In November, Malaysia had announced that it had agreed to buy 12.8 million doses of the vaccine, becoming the first country in Southeast Asia to strike a deal with the US drugmaker. Under the deal, Pfizer will deliver the first one million doses in the first quarter of 2021, with 1.7 million, 5.8 million and 4.3 million doses to follow in subsequent quarters.
The Malaysian government also said that they are in talks with other pharmaceutical companies to secure more vaccines.
On December 8, the United Kingdom became the first country in the world to administer Covid-19 vaccine to its public. The first recipient of the vaccine developed by Pfizer-BionTech was 90-year-old Margaret Keenan. She received the shot at University Hospital Coventry.
According to BBC, it was the first of 800,000 doses of the vaccine that will be dispensed in the coming weeks. In England, the vaccine will be delivered at 50 hospital hubs in the first wave of the programme, with more hospitals expected to offer it as the rollout ramps up.
The country has placed orders for nearly 40 million doses, enough for 20 million people, as two courses are needed. However, most supplies are not expected to become available until next year.
Another vaccine being developed by Oxford-AstraZeneca in the UK has also been found to be “safe and effective” and is being currently assessed by independent scientists.
Bahrain on December 4 became the second nation in the world to grant an emergency-use authorisation for the coronavirus vaccine made by Pfizer-BioNTech. The country has offered citizens the option to pre-register to receive the vaccine on its website.

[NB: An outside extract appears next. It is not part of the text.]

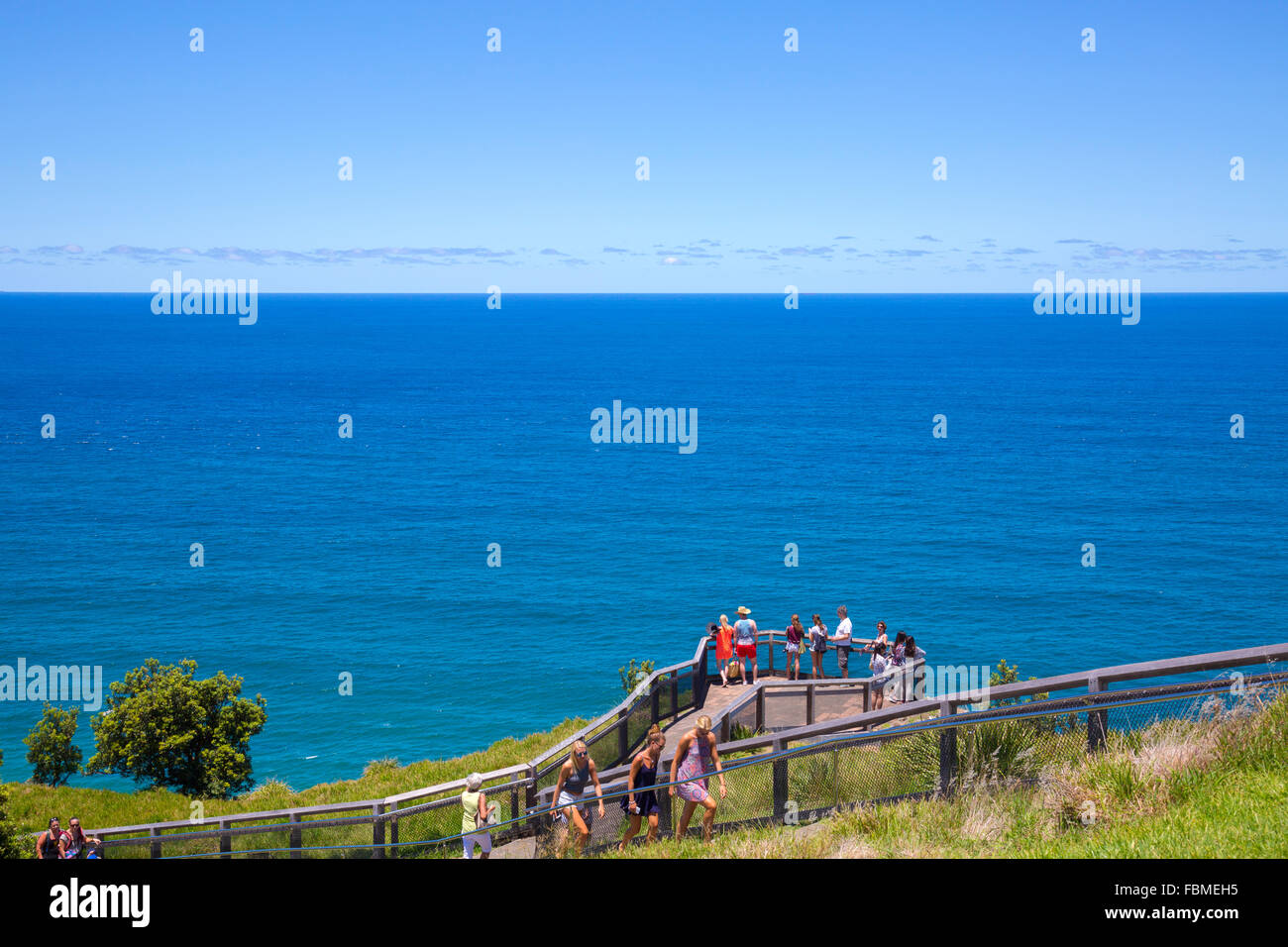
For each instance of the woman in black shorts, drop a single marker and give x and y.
(640, 801)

Canada administered its first doses of a Covid-19 vaccine on December 14. Five front-line workers in Ontario were among the first Canadians to receive the Pfizer-BioNtech vaccine at one of Toronto’s hospitals.
The Canadian government had recently amended its contract with Pfizer and BioNTech so that it would deliver up to 249,000 doses in December itself. As per AP, more of Canada’s initial 30,000 doses of the vaccine are expected to cross the border by Monday.
The country has contracts with six other vaccine makers and is currently reviewing three other vaccines, including one by Moderna that Canadian health officials said could be approved soon.
Mexico became the fourth country to approve emergency use of Pfizer’s COVID-19 vaccine, following authorisation from health regulator Cofepris on Friday. The Mexican government has inked an agreement with Pfizer to acquire 34.4 million doses of its vaccine, with the first batch expected to arrive this month.
While Pfizer’s shot was the first to be rolled out following the publication of full Phase III trial data, Russia and China have been inoculating their citizens for months with several different vaccines still undergoing late-stage trials.
On November 24, Russia said that its Sputnik V vaccine, developed by the Gamaleya Institute, was 91.4 per cent effective based on interim late-stage trial results. It started vaccinations in August and has inoculated more than 100,000 people so far.
China on December 18 announced its plan to vaccinate 50 million people in the high-priority group against the coronavirus before the start of the peak Lunar New Year travel season early next year.
The country has so far granted emergency-use status to two candidate vaccines from Sinopharm and one from Sinovac Biotech. It has also approved a fourth, from CanSino Biologics Inc, for military use.
According to a report published in the South China Morning Post, Chinese officials have been asked to complete the first 50 million doses by January 15 and the second by February 5.